Law No. 2 of 2008 introduced a flat rate of income tax of 15% on the net taxable profits earned by foreign entities in the course of trade or business in Kuwait. This came as a welcome replacement of the sliding scale of tax of up to 55% that had originally been applied by the Amiri Decree (No.3) of 1955. However, there are several significant pitfalls under the new law in the extent and the manner in which its provisions are applied by the Kuwaiti Ministry of Finance, through its agency, the Department of Income Tax (DIT).
There is reference to money lending activities within the new law, and income derived from those activities is subject to Kuwait income tax. The DIT has not issued any guidance as to what exactly amounts to "money lending" and therefore any foreign bank or financial institution with financing to customers in Kuwait may be required to register with the DIT and duly make the required declaration of income derived from its Kuwait business.

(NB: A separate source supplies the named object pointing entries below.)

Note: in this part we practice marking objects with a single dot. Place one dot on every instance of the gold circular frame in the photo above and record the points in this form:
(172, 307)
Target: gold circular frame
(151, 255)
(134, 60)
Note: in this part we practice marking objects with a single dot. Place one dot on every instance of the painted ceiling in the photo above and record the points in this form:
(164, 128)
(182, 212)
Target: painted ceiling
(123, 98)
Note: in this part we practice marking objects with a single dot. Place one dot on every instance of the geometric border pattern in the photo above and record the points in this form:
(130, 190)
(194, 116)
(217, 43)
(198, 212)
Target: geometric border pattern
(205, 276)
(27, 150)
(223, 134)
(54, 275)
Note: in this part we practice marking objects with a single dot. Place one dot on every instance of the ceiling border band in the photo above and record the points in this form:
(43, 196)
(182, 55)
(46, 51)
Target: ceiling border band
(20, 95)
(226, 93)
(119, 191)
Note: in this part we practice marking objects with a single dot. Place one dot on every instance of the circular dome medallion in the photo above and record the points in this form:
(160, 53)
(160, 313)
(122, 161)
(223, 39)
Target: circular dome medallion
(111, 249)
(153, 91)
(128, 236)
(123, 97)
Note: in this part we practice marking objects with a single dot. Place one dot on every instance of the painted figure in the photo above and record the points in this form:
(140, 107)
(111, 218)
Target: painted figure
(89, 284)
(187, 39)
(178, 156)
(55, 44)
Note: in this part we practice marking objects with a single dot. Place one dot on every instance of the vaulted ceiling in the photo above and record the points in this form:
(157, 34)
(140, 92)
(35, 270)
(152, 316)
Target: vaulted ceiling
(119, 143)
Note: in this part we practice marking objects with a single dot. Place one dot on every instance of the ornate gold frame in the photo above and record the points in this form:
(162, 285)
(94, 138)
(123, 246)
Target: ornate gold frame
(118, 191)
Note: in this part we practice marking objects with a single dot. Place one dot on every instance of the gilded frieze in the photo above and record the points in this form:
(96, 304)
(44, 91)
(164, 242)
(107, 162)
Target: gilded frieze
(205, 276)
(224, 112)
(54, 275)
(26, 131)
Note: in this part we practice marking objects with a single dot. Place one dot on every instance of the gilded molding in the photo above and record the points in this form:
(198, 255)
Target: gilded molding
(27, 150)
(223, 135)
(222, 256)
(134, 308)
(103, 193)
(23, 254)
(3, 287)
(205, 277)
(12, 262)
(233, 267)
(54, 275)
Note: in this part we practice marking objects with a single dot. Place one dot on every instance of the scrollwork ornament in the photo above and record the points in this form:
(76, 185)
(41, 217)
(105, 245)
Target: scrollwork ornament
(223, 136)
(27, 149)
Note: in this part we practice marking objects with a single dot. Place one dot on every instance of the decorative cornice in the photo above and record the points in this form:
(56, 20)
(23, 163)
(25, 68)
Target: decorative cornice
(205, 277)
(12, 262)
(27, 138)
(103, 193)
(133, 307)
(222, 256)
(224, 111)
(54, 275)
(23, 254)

The borrower will technically be required to retain 5% of any payment due to the lender under the financing and this may not be released by the borrower until the DIT, at the application of the lender, has issued a tax clearance certificate permitting this, on the grounds that the foreign bank has fulfilled its Kuwait tax compliance obligations and settled any Kuwait taxes due.
Foreign banks seeking to enforce gross-up obligations on their customers should bear in mind that any compensatory payment received on account of the original withholding will be treated in turn as subject to the same retention obligation, and this may make it more practical for them to secure appropriate balancing tax credits from their domestic tax authorities.
Technically, there are significant sanctions that may be imposed upon a bank customer not complying with the requirement to make the 5% retention, and this may serve as an additional justification for the foreign bank to consider this alternative.